From Australia to New Zealand, the Philippines, Bangladesh and Japan, people rallied at the start of a weekend of popular protests calling for world powers to overcome logjams when the summit opens in the French capital on Monday.
“Protect our common home,” declared placards held aloft as thousands gathered in Melbourne on Saturday.
About 150 leaders, including US President Barack Obama, his Chinese counterpart, Xi Jinping, India’s Prime Minister Narendra Modi and Russian President Vladimir Putin, will attend the start of the conference, which is tasked with reaching the first truly universal climate pact.
The goal is to limit average global warming to two degrees Celsius, over even less, pre-Industrial Revolution levels by curbing fossil fuel emissions blamed for climate change.
If they fail to do so, scientists warn of a world that will be increasingly inhospitable to human life, with superstorms, drought, and rising sea levels that swamp vast areas of land.
On the eve of Saturday’s protests, French President Francois Hollande, host of the November 30-December 11 talks, warned of the obstacles ahead for the 195 nations seeking new limits on heat-trapping gas emissions from 2020.
“Man is the worst enemy of man. We can see it with terrorism,” said Hollande, who spoke after leading ceremonies in Paris to mourn the victims of the November 13 bombing and shooting attacks that shook the French capital.
“But we can say the same when it comes to climate. Human beings are destroying nature, damaging the environment.
“It is therefore for human beings to face up to their responsibilities for the good of future generations.”
Potential stumbling blocks in Paris abound, ranging from financing for climate-vulnerable countries to scrutiny of commitments to curb greenhouse gases, and even the legal status of the accord.
The last attempt to forge a global deal – the 2009 Copenhagen summit – foundered upon divisions between rich and poor countries.

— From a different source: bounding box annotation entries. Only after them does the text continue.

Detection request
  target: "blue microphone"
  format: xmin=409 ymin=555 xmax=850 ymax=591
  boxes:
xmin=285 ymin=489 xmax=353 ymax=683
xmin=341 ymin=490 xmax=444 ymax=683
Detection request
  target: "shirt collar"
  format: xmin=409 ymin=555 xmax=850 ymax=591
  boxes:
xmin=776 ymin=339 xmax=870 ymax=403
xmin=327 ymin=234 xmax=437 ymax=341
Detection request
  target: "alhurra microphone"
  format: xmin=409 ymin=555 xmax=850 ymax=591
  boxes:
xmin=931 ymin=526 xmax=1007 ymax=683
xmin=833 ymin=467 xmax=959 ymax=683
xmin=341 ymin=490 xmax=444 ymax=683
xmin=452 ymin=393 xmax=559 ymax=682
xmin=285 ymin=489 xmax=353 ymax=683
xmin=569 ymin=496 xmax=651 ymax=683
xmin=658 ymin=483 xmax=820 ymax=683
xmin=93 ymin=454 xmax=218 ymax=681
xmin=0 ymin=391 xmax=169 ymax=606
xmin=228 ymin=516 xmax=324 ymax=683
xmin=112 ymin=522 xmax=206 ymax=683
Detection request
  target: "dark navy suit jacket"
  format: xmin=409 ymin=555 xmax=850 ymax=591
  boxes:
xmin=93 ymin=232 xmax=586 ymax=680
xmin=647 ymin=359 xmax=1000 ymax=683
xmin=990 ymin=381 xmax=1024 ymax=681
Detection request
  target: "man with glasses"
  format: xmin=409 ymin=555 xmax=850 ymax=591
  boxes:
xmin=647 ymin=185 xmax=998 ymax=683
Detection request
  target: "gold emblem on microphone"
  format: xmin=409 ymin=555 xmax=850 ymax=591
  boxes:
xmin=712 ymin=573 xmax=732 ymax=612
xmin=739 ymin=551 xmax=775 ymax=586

French Foreign Minister Laurent Fabius highlighted four key issues still dividing nations, but sounded optimistic that a deal could be reached during the two weeks of talks.
Protest organisers say they expect hundreds of thousands to take to the streets globally this weekend, with further rallies planned in Johannesburg and Edinburgh on Saturday, while similar events were set for Sunday in Seoul, Rio de Janeiro, New York, and Mexico City.
In Paris, French authorities cancelled two demonstrations following the November 13 attacks which killed 130 people at restaurant terraces, a concert hall and the national stadium.